Since then, he has appeared on ECM in the broadest range of contexts. These range from solo recordings (including the acclaimed Private City and Road To St Ives) to large ensembles – among them the John Surman/John Warren Brass Project, the Proverbs and Songs project with the Salisbury Festival Chorus, and Free and Equal with London Brass. And from duos (with Jack DeJohnette, Howard Moody) to transcultural projects (Anouar Brahem’s Thimar trio with Dave Holland, and John Potter’s early music-aligned Dowland Project). Surman has collaborated with the string quartet Trans4mation (on The Spaces In Between and Corruscating), and fronted his own groups on the albums Nordic Quartet (with Karin Krog, Terje Rypdal and Vigleik Storaas), Stranger Than Fiction (with John Taylor, Chris Laurence and John Marshall) and Brewster’s Rooster (with John Abercrombie, Drew Gress and Jack DeJohnette.) He has also been an important contributor to projects led by Paul Bley, Miroslav Vitous, Tomasz Stanko, Misha Alperin and Mick Goodrick. In all, a richly creative discography.
Track Listing:
1. Pebble Dance 6:18
2. Words Unspoken 6:34
3. Graviola 6:07
4. Flower In Aspic 5:22
5. Precipice 5:28
6. Around The Edges 4:19
7. Onich Ceilidh 8:06
8. Belay That 7:22
9. Bitter Aloe 5:11
10. Hawksmoor 6:52
Personnel:
John Surman: soprano saxophone, baritone saxophone, bass clarinet
Rob Luft: guitar
Rob Waring: vibraphone
Thomas Strønen: drums
Recorded December 2022, at Rainbow Studio, Oslo
Engineer: Martin Abrahamsen
Executive-Producer: Manfred Eicher
Cover Photo: Christian Vogt
Design: Sascha Kleis
Review:
Words Unspoken is a natural heir to Surman’s Invisible Threads. As the titles suggest, this is music about the spaces between, of the unseen and unmeasured. The voicings are of course different across the recordings. Waring’s shimmer and suggestion remains from the trio and if Nelson Ayres’ warm keys are gone, we are compensated by Luft’s deep lyricism and his orchestra of effects. The biggest difference is the patterning of Strønen’s percussion which is the glue that binds the others’ wanderings.

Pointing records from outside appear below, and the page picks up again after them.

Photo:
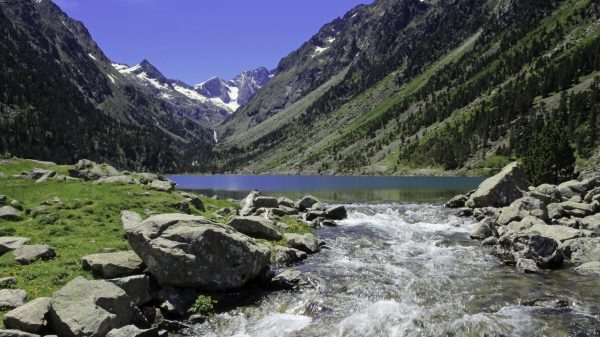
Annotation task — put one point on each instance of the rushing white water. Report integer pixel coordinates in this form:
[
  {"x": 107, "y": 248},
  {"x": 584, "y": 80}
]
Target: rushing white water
[{"x": 410, "y": 270}]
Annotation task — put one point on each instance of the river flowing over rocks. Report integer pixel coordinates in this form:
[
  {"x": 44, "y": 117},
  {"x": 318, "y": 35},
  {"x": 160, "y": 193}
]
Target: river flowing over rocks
[{"x": 412, "y": 270}]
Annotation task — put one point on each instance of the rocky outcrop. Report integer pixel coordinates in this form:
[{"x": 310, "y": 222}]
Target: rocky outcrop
[
  {"x": 544, "y": 226},
  {"x": 85, "y": 308},
  {"x": 500, "y": 190},
  {"x": 31, "y": 317},
  {"x": 113, "y": 265},
  {"x": 256, "y": 227},
  {"x": 191, "y": 251},
  {"x": 30, "y": 253}
]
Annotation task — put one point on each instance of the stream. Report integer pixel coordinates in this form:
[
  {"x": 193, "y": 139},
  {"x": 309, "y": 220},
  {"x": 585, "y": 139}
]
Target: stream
[{"x": 409, "y": 269}]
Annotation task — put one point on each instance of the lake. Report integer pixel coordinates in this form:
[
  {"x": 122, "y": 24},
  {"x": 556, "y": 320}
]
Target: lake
[{"x": 332, "y": 188}]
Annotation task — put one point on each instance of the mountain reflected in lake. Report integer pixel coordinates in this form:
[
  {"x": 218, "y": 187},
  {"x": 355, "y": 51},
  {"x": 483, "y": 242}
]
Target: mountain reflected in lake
[{"x": 332, "y": 188}]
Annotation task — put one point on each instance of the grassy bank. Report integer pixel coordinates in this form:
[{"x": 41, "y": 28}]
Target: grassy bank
[{"x": 85, "y": 221}]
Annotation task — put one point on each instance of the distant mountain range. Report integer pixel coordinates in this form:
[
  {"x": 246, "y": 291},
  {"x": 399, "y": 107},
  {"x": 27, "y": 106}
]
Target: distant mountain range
[{"x": 394, "y": 87}]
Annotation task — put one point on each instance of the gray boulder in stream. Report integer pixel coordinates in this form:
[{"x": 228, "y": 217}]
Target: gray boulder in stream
[
  {"x": 502, "y": 189},
  {"x": 192, "y": 252}
]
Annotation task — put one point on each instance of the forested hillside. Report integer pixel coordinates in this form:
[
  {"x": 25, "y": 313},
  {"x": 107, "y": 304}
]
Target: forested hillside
[{"x": 463, "y": 86}]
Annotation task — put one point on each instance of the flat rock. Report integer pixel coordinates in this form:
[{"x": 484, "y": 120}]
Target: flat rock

As Surman clocks up his 80th circulation of the sun, his sonorities remain consistent (the less charitable may suggest predictable?), his soprano entry into ‘Pebble Dance’ bird song clear after a lustrous intro from his colleagues. His baritone likewise retains its authority on the title track. It would be easy to argue that there’s a lack of tonal or indeed tempo variation across the 10 tracks. But that is precisely Surman’s sound world: the palette is not limited but contained, and we are left to discover our own resolutions.
We may have wished for more of Luft the soloist rather than colourist, though he finds some definition on the standout ‘Onich Ceilidh’. But why wish for that we don’t have when Surman’s gift to us yet remains a thing of beauty.